Machen Sie sich deshalb klar: Führen bedeutet nicht, der beste Mitarbeiter zu sein oder sich als der Experte im Team zu profilieren. Auch nicht, wenn Sie damit positive Absichten verbinden. Nutzen Sie stattdessen Ihr Wissen und Ihr Können, um Ihre Mitarbeiter zu inspirieren und in die richtige Richtung zu lenken. Sie sind in der komfortablen Situation, die Zügel in der Hand zu halten. Die Kutsche ziehen andere für Sie. Allerdings nur, wenn Sie das zulassen. Stellen Sie sich die Frage: Arbeite ich an meiner Abteilung oder in meiner Abteilung?

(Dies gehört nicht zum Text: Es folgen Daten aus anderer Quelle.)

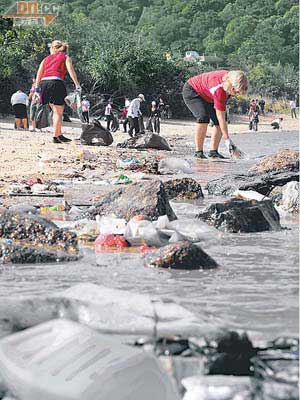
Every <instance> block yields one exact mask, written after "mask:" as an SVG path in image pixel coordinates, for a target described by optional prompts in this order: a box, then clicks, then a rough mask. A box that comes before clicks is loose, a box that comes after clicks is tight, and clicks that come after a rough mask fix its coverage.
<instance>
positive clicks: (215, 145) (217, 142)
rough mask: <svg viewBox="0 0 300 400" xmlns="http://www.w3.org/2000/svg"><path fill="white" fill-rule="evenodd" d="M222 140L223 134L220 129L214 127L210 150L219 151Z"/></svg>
mask: <svg viewBox="0 0 300 400" xmlns="http://www.w3.org/2000/svg"><path fill="white" fill-rule="evenodd" d="M221 138H222V132H221V129H220V127H219V126H214V127H213V132H212V135H211V141H210V150H218V147H219V144H220V141H221Z"/></svg>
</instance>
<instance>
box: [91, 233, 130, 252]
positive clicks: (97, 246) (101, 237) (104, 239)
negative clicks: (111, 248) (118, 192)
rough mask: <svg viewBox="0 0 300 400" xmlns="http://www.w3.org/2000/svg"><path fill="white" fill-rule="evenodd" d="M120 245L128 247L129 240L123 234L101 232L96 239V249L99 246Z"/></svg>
mask: <svg viewBox="0 0 300 400" xmlns="http://www.w3.org/2000/svg"><path fill="white" fill-rule="evenodd" d="M102 246H104V247H119V248H125V247H128V242H127V241H126V239H125V238H124V236H121V235H112V234H100V235H99V236H98V237H97V239H96V240H95V250H96V251H97V250H98V247H100V248H101V247H102Z"/></svg>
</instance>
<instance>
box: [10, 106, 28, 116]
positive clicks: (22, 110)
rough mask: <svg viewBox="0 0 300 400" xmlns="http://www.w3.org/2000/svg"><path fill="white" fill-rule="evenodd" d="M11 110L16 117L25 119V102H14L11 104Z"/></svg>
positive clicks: (25, 110) (25, 108)
mask: <svg viewBox="0 0 300 400" xmlns="http://www.w3.org/2000/svg"><path fill="white" fill-rule="evenodd" d="M13 112H14V115H15V118H18V119H26V118H27V107H26V106H25V104H15V105H14V106H13Z"/></svg>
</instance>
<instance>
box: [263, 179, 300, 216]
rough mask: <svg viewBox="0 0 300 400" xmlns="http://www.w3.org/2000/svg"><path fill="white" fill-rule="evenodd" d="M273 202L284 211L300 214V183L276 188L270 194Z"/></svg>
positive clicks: (290, 182) (293, 182) (286, 185)
mask: <svg viewBox="0 0 300 400" xmlns="http://www.w3.org/2000/svg"><path fill="white" fill-rule="evenodd" d="M270 196H271V198H272V200H273V202H274V203H275V204H276V205H278V206H280V207H281V208H282V209H283V210H284V211H288V212H290V213H298V212H299V182H296V181H295V182H294V181H293V182H289V183H287V184H286V185H284V186H283V187H276V188H274V189H273V190H272V192H271V193H270Z"/></svg>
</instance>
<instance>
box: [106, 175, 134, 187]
mask: <svg viewBox="0 0 300 400" xmlns="http://www.w3.org/2000/svg"><path fill="white" fill-rule="evenodd" d="M131 182H132V180H131V179H130V178H128V176H126V175H123V174H121V175H119V176H118V178H117V179H113V180H112V181H111V184H112V185H122V184H127V183H131Z"/></svg>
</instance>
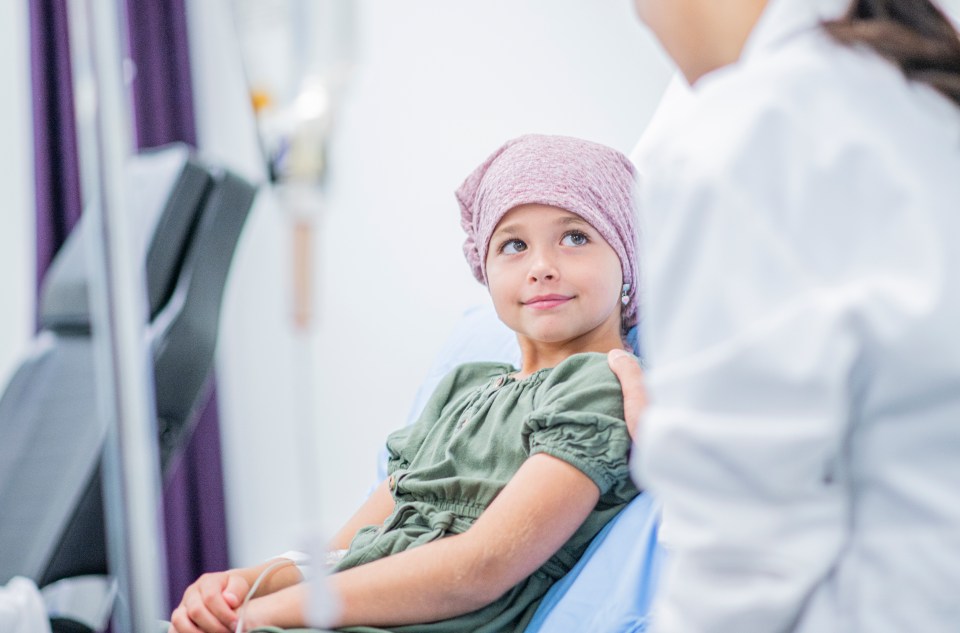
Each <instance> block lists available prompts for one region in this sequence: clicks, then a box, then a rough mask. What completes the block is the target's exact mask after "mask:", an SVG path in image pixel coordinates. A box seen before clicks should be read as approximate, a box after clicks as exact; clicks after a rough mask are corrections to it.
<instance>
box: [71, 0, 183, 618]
mask: <svg viewBox="0 0 960 633" xmlns="http://www.w3.org/2000/svg"><path fill="white" fill-rule="evenodd" d="M68 7H69V25H70V40H71V60H72V63H73V71H74V94H75V100H76V103H75V116H76V119H77V135H78V139H77V141H78V147H79V154H80V156H79V158H80V170H81V182H82V185H83V192H84V209H85V211H84V213H85V214H86V215H87V216H88V218H87V221H88V222H90V224H91V228H92V230H91V234H90V237H91V238H93V239H92V240H91V248H90V250H89V253H90V255H89V262H88V265H89V267H90V272H91V275H90V306H91V317H92V326H93V337H94V348H95V350H94V351H95V371H96V384H97V390H98V393H97V396H98V404H99V408H100V413H101V415H102V416H103V417H104V419H105V420H106V422H107V438H106V443H105V446H104V454H103V491H104V509H105V515H106V517H105V518H106V532H107V534H106V536H107V558H108V562H109V568H110V573H111V575H112V576H113V577H114V578H115V579H116V582H117V586H118V599H117V603H116V606H115V609H114V612H113V630H114V631H115V632H116V633H134V632H139V631H154V630H157V629H158V627H159V624H158V623H159V620H160V618H161V609H162V606H161V605H163V604H164V602H165V601H164V593H165V583H164V580H165V578H166V569H165V565H164V560H165V559H164V556H163V550H164V545H163V544H164V540H163V529H162V525H161V523H160V517H159V508H160V505H159V503H160V494H159V492H160V473H159V471H160V469H159V464H158V457H157V449H156V437H157V432H156V427H157V424H156V418H155V409H156V407H155V403H154V394H153V381H152V377H151V373H150V372H151V363H150V354H149V350H148V349H147V343H146V336H145V323H146V312H145V311H146V308H145V298H144V297H145V292H144V288H143V283H144V282H143V277H142V274H141V270H140V267H139V266H138V265H135V264H133V263H132V262H134V259H133V257H132V248H131V241H130V232H129V230H128V228H127V221H126V217H125V216H124V212H125V211H126V208H125V204H124V203H125V201H126V200H127V199H128V198H127V197H126V196H125V195H124V188H125V187H124V184H125V183H124V181H123V173H124V171H123V170H124V165H125V163H126V161H127V159H128V158H129V157H130V155H131V154H132V143H131V140H130V132H131V126H130V118H129V115H130V107H129V103H130V102H129V92H128V90H127V82H126V81H125V80H124V79H125V78H124V72H123V71H124V70H125V68H128V67H129V66H127V64H128V63H129V62H127V60H126V55H125V53H124V51H125V47H124V46H123V43H124V41H123V38H122V36H121V34H122V33H123V32H124V31H122V30H121V28H122V27H123V20H124V18H125V13H124V9H123V3H122V2H121V1H120V0H113V2H108V1H106V0H72V1H71V2H69V3H68Z"/></svg>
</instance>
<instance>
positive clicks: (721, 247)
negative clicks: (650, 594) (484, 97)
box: [615, 0, 960, 633]
mask: <svg viewBox="0 0 960 633" xmlns="http://www.w3.org/2000/svg"><path fill="white" fill-rule="evenodd" d="M636 4H637V9H638V11H639V12H640V15H641V17H642V19H643V20H644V21H646V22H647V24H648V25H649V26H650V27H651V29H652V30H653V31H654V33H655V34H656V35H657V37H658V38H659V39H660V41H661V42H662V43H663V45H664V48H665V49H666V50H667V51H668V52H669V54H670V55H671V56H672V57H673V58H674V60H675V61H676V62H677V64H678V66H679V67H680V69H681V70H682V71H683V73H684V74H685V75H686V77H687V79H688V80H689V82H690V83H691V84H692V86H693V91H694V97H693V105H692V110H691V111H690V113H689V114H688V115H687V116H686V118H685V119H684V121H683V126H682V129H681V128H679V127H677V128H674V129H672V130H671V131H672V134H668V135H665V136H664V137H663V141H662V143H660V144H659V145H655V146H653V147H651V148H649V154H650V155H653V156H656V161H655V162H651V164H650V166H649V170H645V171H644V173H643V174H642V177H643V183H644V193H643V195H642V196H641V199H642V201H643V202H642V206H643V209H644V214H645V218H644V219H645V236H646V239H647V240H648V242H647V245H646V247H645V248H644V251H643V252H644V256H645V258H646V260H645V265H644V268H645V269H646V270H647V271H649V274H648V276H647V278H646V279H645V283H644V288H645V289H646V290H647V291H648V295H647V297H646V300H647V304H646V305H649V309H648V310H646V311H645V316H644V324H645V330H644V332H643V341H644V345H645V351H646V352H647V354H646V360H647V361H648V364H649V365H648V366H649V373H648V378H649V385H648V386H649V392H650V401H651V405H650V408H649V410H648V412H647V414H646V416H645V417H644V419H643V421H642V424H640V425H639V428H640V429H641V435H640V438H639V443H638V446H639V447H640V450H639V451H638V453H637V456H638V457H639V459H638V460H637V465H638V467H639V468H638V471H639V472H640V473H641V475H642V478H643V479H642V481H643V483H644V485H645V486H646V487H648V488H649V489H650V490H651V491H652V492H653V493H654V494H655V495H656V496H657V498H658V499H659V501H660V502H661V503H662V505H663V513H664V514H663V516H664V523H663V527H662V529H661V531H660V537H661V539H662V541H663V542H664V544H665V545H667V546H668V548H669V549H670V553H669V556H668V558H667V561H668V568H667V570H666V572H665V574H664V583H663V585H662V586H661V587H660V589H659V594H658V595H659V603H658V604H657V605H656V606H655V611H654V622H655V627H654V628H655V630H656V631H658V632H668V631H670V632H672V631H676V632H684V633H686V632H689V631H698V632H711V631H716V632H718V633H720V632H723V633H726V632H729V631H736V632H738V633H742V632H747V633H749V632H753V631H799V632H812V633H820V632H824V631H830V632H833V631H844V632H846V631H850V632H860V631H864V632H866V631H869V632H870V633H879V632H887V631H890V632H893V631H924V632H933V631H937V632H939V631H957V630H960V629H958V627H960V624H958V622H960V602H958V600H957V587H958V586H960V459H958V453H960V423H958V421H960V336H958V335H957V324H958V323H960V248H958V236H960V107H958V106H960V38H958V35H957V32H956V31H955V30H954V28H953V27H952V26H951V24H950V22H949V20H948V19H947V18H946V17H945V16H944V14H943V13H942V12H941V11H940V10H939V9H938V8H937V6H936V4H935V3H933V2H930V1H929V0H855V1H852V0H725V1H723V2H718V1H717V0H637V1H636ZM621 362H623V363H624V364H625V365H628V363H625V362H624V361H616V362H615V364H618V363H621ZM638 382H639V381H637V380H632V381H631V380H626V381H625V385H633V386H637V384H638ZM628 389H629V387H628Z"/></svg>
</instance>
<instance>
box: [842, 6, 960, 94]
mask: <svg viewBox="0 0 960 633" xmlns="http://www.w3.org/2000/svg"><path fill="white" fill-rule="evenodd" d="M824 27H825V28H826V29H827V32H828V33H829V34H830V35H831V36H832V37H833V38H834V39H835V40H837V41H838V42H840V43H842V44H846V45H850V46H854V45H859V44H865V45H867V46H869V47H871V48H873V49H874V50H875V51H876V52H877V53H879V54H880V55H881V56H883V57H884V58H886V59H887V60H889V61H890V62H892V63H893V64H895V65H896V66H897V67H899V68H900V69H901V70H902V71H903V74H904V75H905V76H906V77H907V79H910V80H914V81H920V82H923V83H926V84H929V85H930V86H933V88H935V89H936V90H938V91H939V92H941V93H943V94H944V95H946V96H947V98H949V99H950V100H952V101H953V102H954V103H956V104H957V105H958V106H960V36H958V34H957V31H956V29H954V27H953V24H952V23H951V22H950V20H949V19H948V18H947V17H946V16H945V15H944V14H943V12H942V11H940V9H938V8H937V7H936V6H934V4H933V3H932V2H931V1H930V0H853V3H852V4H851V5H850V8H849V9H848V10H847V13H846V15H844V16H843V17H842V18H840V19H839V20H835V21H831V22H827V23H826V24H824Z"/></svg>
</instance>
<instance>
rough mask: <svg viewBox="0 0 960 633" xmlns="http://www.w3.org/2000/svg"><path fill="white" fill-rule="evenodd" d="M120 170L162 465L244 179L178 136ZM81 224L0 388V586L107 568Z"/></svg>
mask: <svg viewBox="0 0 960 633" xmlns="http://www.w3.org/2000/svg"><path fill="white" fill-rule="evenodd" d="M127 178H128V185H129V186H128V189H129V190H130V191H131V192H133V193H134V194H136V197H134V198H133V199H131V200H130V201H129V202H128V207H129V208H128V210H129V212H130V214H131V221H133V220H136V221H138V222H139V224H140V226H139V229H138V230H137V235H138V237H137V238H136V241H137V243H138V245H139V249H138V255H137V258H138V260H139V261H140V264H141V266H142V268H143V271H144V274H145V284H146V295H147V297H146V302H147V309H146V313H147V315H148V320H149V323H148V329H147V336H148V339H149V341H148V342H149V345H150V349H151V351H152V355H153V372H154V377H155V379H154V389H155V393H156V411H157V420H158V423H159V433H160V434H159V437H158V438H157V442H158V446H159V451H160V455H161V464H162V468H163V470H166V468H167V467H168V466H169V465H170V461H171V458H172V457H173V456H174V454H175V453H176V451H177V450H178V448H180V447H182V446H183V445H184V444H185V442H186V440H187V439H188V438H189V436H190V432H191V426H190V423H191V420H192V418H191V414H192V413H193V409H194V407H195V406H196V405H197V404H198V403H199V402H200V401H201V399H202V397H203V396H204V395H205V389H204V387H205V385H206V380H207V377H208V374H209V372H210V369H211V367H212V362H213V352H214V347H215V344H216V338H217V329H218V319H219V313H220V305H221V299H222V296H223V290H224V285H225V282H226V277H227V274H228V272H229V268H230V263H231V260H232V256H233V252H234V250H235V248H236V245H237V241H238V239H239V237H240V234H241V231H242V229H243V226H244V223H245V221H246V218H247V215H248V212H249V210H250V207H251V204H252V202H253V198H254V193H255V188H254V187H253V186H252V185H251V184H249V183H248V182H246V181H245V180H243V179H241V178H239V177H237V176H235V175H233V174H231V173H229V172H226V171H223V170H221V169H218V168H216V167H214V166H211V165H206V164H204V163H202V162H201V161H200V160H198V159H197V158H195V157H193V156H191V155H190V153H189V152H188V151H187V150H186V148H184V147H179V146H175V147H170V148H166V149H164V150H161V151H158V152H154V153H150V154H145V155H141V156H138V157H136V158H135V159H134V160H133V161H132V164H131V165H130V168H129V172H128V173H127ZM88 230H89V228H88V226H87V223H86V222H85V221H84V220H81V222H80V223H79V224H78V226H77V228H76V230H75V231H74V232H73V233H72V234H71V236H70V238H69V239H68V241H67V243H66V244H65V245H64V247H63V248H62V249H61V252H60V253H59V254H58V255H57V258H56V259H55V261H54V263H53V265H52V267H51V269H50V272H49V274H48V276H47V278H46V281H45V283H44V286H43V289H42V296H41V300H40V305H39V321H40V327H41V332H40V333H39V334H38V335H37V338H36V339H35V341H34V344H33V348H32V350H31V352H30V354H29V355H28V356H27V357H26V358H25V359H24V360H23V362H22V363H21V365H20V367H19V368H18V369H17V371H16V373H15V374H14V376H13V378H12V379H11V381H10V383H9V384H8V386H7V388H6V390H5V392H4V393H3V395H2V397H0V508H3V512H2V514H0V584H3V583H5V582H7V581H8V580H9V579H10V578H12V577H13V576H17V575H22V576H26V577H28V578H32V579H33V580H35V581H36V582H37V584H38V585H40V586H41V587H43V586H45V585H48V584H50V583H52V582H54V581H56V580H59V579H63V578H69V577H73V576H80V575H86V574H105V573H106V572H107V566H106V550H105V542H104V524H103V501H102V495H101V486H100V474H99V471H100V457H101V451H102V447H103V441H104V436H105V432H106V429H105V422H104V420H103V419H102V418H101V417H100V416H99V414H98V411H97V408H96V406H95V405H96V402H95V400H96V389H97V387H96V385H95V384H94V377H93V368H92V365H93V356H92V355H93V349H92V340H91V336H90V310H89V304H88V301H87V297H88V295H87V286H88V283H89V278H88V275H87V267H86V264H85V253H84V250H85V248H86V246H87V232H88Z"/></svg>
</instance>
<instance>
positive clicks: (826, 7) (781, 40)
mask: <svg viewBox="0 0 960 633" xmlns="http://www.w3.org/2000/svg"><path fill="white" fill-rule="evenodd" d="M850 2H851V0H770V1H769V2H768V3H767V8H766V9H764V12H763V14H762V15H761V16H760V21H759V22H757V26H756V27H754V29H753V32H752V33H751V34H750V37H749V38H748V39H747V43H746V45H745V46H744V49H743V52H742V53H741V55H740V61H741V62H746V61H749V60H750V59H751V58H753V57H755V56H758V55H763V54H765V53H766V52H768V51H769V50H771V49H773V48H776V47H777V46H779V45H780V44H781V43H783V42H784V41H786V40H788V39H790V38H791V37H793V36H794V35H798V34H799V33H802V32H805V31H809V30H810V29H813V28H817V27H818V26H819V25H820V23H821V22H823V21H824V20H834V19H837V18H839V17H840V16H842V15H843V14H844V13H845V12H846V10H847V8H848V7H849V6H850Z"/></svg>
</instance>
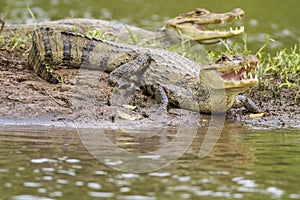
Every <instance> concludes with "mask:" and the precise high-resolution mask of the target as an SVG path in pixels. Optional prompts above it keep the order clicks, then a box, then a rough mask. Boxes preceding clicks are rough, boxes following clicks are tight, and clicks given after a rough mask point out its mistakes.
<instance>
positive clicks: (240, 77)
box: [219, 63, 258, 81]
mask: <svg viewBox="0 0 300 200" xmlns="http://www.w3.org/2000/svg"><path fill="white" fill-rule="evenodd" d="M257 65H258V64H257V63H248V64H245V65H243V66H242V67H240V68H239V69H234V70H233V71H231V72H228V73H223V72H219V75H220V77H222V78H223V79H224V80H226V81H242V80H256V81H257V80H258V77H257V73H256V69H257Z"/></svg>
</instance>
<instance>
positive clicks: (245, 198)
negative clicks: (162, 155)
mask: <svg viewBox="0 0 300 200" xmlns="http://www.w3.org/2000/svg"><path fill="white" fill-rule="evenodd" d="M205 129H207V127H203V128H200V129H199V131H198V134H197V136H196V138H195V139H194V141H193V144H192V145H191V146H190V148H189V149H188V151H187V152H186V153H185V154H183V155H182V156H181V157H180V158H179V159H178V160H176V161H175V162H174V163H172V164H171V165H169V166H167V167H165V168H162V169H160V170H158V171H152V172H147V173H140V174H136V173H129V172H121V171H116V170H113V169H112V168H110V167H107V166H106V165H104V164H102V163H100V162H99V161H98V160H97V159H95V158H94V157H93V156H92V155H91V154H90V153H89V152H88V151H87V150H86V148H85V147H84V146H83V144H82V142H81V140H80V138H79V135H78V132H77V131H76V130H75V129H62V128H53V127H52V128H51V127H48V128H47V127H20V126H19V127H12V126H2V127H1V131H0V145H1V149H0V196H1V198H2V199H10V198H12V199H56V198H59V199H70V197H72V198H75V199H84V198H86V199H87V198H89V197H90V198H92V197H98V198H107V199H112V198H114V199H174V198H176V199H199V198H203V197H206V198H212V199H214V198H216V197H220V198H221V199H224V198H228V199H254V198H255V197H261V198H264V199H270V198H274V199H281V198H293V199H299V198H300V189H299V187H298V186H299V185H300V181H299V179H298V177H299V175H300V171H299V165H300V159H299V153H300V140H299V136H298V134H297V133H298V132H299V131H298V130H266V131H254V130H248V129H246V128H244V127H241V126H240V125H238V124H226V126H225V128H224V130H223V132H222V134H221V136H220V138H219V140H218V143H217V144H216V145H215V146H214V148H213V150H212V151H211V152H210V153H209V154H208V155H207V156H206V157H205V158H203V159H200V158H199V157H198V155H199V148H200V146H201V144H202V142H203V138H204V137H205V136H204V135H203V134H201V133H203V132H205ZM106 133H107V134H109V135H111V136H112V138H114V140H113V141H114V142H115V143H116V142H117V145H118V146H119V147H122V148H124V149H129V150H134V149H135V148H136V147H138V148H141V147H144V148H143V151H149V150H151V149H153V148H155V147H159V145H161V143H162V142H163V141H164V139H165V138H167V139H168V138H169V137H170V138H172V135H173V134H174V133H173V130H169V131H168V130H166V131H165V134H162V135H161V136H156V137H157V138H156V139H157V140H154V141H151V143H150V144H148V143H149V141H147V140H136V139H133V138H131V137H129V136H126V135H122V133H120V132H117V131H109V130H107V132H106ZM146 141H147V142H146ZM174 149H176V146H174ZM135 150H136V149H135ZM115 164H118V163H115Z"/></svg>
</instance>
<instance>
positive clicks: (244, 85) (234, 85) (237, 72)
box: [200, 54, 259, 110]
mask: <svg viewBox="0 0 300 200" xmlns="http://www.w3.org/2000/svg"><path fill="white" fill-rule="evenodd" d="M258 65H259V60H258V59H257V58H256V57H255V56H253V55H249V56H245V57H243V56H241V55H238V54H237V55H234V56H229V55H227V54H223V55H222V56H221V57H220V58H218V59H216V60H214V61H212V62H210V63H208V64H207V65H206V66H204V67H203V68H202V69H201V72H200V80H201V84H202V85H204V86H205V87H207V88H209V90H210V93H211V97H212V94H213V95H214V99H213V101H214V102H215V103H213V102H211V105H210V107H211V108H213V107H215V106H217V105H218V104H221V103H223V102H224V101H225V99H226V101H225V102H226V105H225V107H226V108H225V110H229V109H230V108H231V107H232V105H233V103H234V101H235V99H236V96H237V95H238V94H239V93H241V92H244V91H245V90H246V89H248V88H250V87H252V86H255V85H256V84H257V83H258V77H257V75H256V70H257V68H258ZM218 102H220V103H218ZM218 110H222V109H221V108H218Z"/></svg>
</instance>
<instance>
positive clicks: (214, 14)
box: [166, 8, 244, 42]
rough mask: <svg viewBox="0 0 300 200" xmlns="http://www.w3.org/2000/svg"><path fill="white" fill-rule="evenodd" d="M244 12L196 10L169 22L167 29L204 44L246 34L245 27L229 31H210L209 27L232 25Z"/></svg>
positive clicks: (221, 30)
mask: <svg viewBox="0 0 300 200" xmlns="http://www.w3.org/2000/svg"><path fill="white" fill-rule="evenodd" d="M243 15H244V11H243V10H242V9H239V8H236V9H234V10H232V11H231V12H227V13H221V14H218V13H211V12H209V11H208V10H206V9H196V10H195V11H194V12H190V13H186V14H182V15H180V16H178V17H176V18H174V19H171V20H169V21H168V22H167V24H166V27H173V28H176V29H178V30H179V31H181V33H182V34H184V35H185V36H186V37H188V38H189V39H191V40H195V41H198V42H202V41H203V40H215V39H221V38H227V37H232V36H236V35H241V34H243V33H244V26H240V27H235V28H232V27H230V28H228V30H219V29H218V28H217V29H215V28H213V29H212V30H208V29H207V26H208V25H219V24H224V23H230V22H232V21H234V20H236V19H240V18H242V17H243Z"/></svg>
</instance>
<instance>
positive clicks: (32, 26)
mask: <svg viewBox="0 0 300 200" xmlns="http://www.w3.org/2000/svg"><path fill="white" fill-rule="evenodd" d="M243 15H244V11H243V10H242V9H240V8H236V9H234V10H232V11H230V12H226V13H212V12H210V11H208V10H206V9H204V8H197V9H195V10H194V11H192V12H187V13H184V14H180V15H179V16H177V17H175V18H172V19H170V20H169V21H167V22H166V24H165V26H164V27H163V28H161V29H159V30H157V31H155V32H152V31H148V30H145V29H141V28H137V27H134V26H130V25H125V24H122V23H119V22H115V21H105V20H97V19H65V20H58V21H51V22H42V23H36V24H20V25H9V26H5V27H4V28H3V30H2V34H3V35H11V34H15V33H18V34H27V33H31V32H33V31H34V30H35V29H36V28H40V27H52V28H58V29H61V30H63V31H71V32H75V31H77V32H79V33H87V31H88V30H94V29H96V30H98V31H100V32H101V33H104V34H112V37H113V38H115V39H116V40H117V41H118V42H122V43H135V42H136V41H132V40H134V39H133V38H134V37H133V36H135V37H137V38H138V39H139V40H141V41H149V40H151V41H155V42H156V43H158V44H160V45H161V46H162V47H170V46H172V45H175V44H181V42H182V40H187V39H188V40H193V41H197V42H199V43H211V42H216V41H218V40H220V39H224V38H229V37H233V36H237V35H241V34H243V33H244V27H243V26H240V27H236V28H232V27H230V28H229V27H228V26H230V24H232V22H234V21H235V20H236V19H239V18H241V17H243ZM218 26H220V27H221V28H219V29H218ZM225 27H228V28H227V29H228V30H220V29H225Z"/></svg>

weniger Schweiß deutlich bessere Ergebnisse.
Erstens: Raus aus dem Tagesgeschäft
Viele Chefs haben nicht nur in Krisensituationen, sondern selbst bei normalem Betrieb ihre Hände im Tagesgeschäft. Wenn Sie sich inhaltlich in Details hineindenken, während diese Details gerade von Ihren Mitarbeitern bearbeitet werden, arbeiten Sie tatsächlich voll mit – und laufen Gefahr, den optimalen Ablauf zu gefährden. So wie dieser Chef, der nichts Schlimmes ahnt:
»Ja, so geht es auf. Wir haben sogar noch ein bisschen Zeitpuffer drin.« Projektleiter Thilo Fischer ist zufrieden. Die Nachricht, dass eine der nötigen Komponenten zehn Tage später geliefert wird, als ursprünglich geplant, dafür eine andere eine Woche früher, hatte die Projektplanung zunächst kräftig durcheinandergebracht. Nach einigem Knobeln hat Fischer jetzt aber eine Lösung für die veränderten Termine gefunden und speichert den überarbeiteten Zeitplan ab. Dann steht er auf und holt sich einen Kaffee.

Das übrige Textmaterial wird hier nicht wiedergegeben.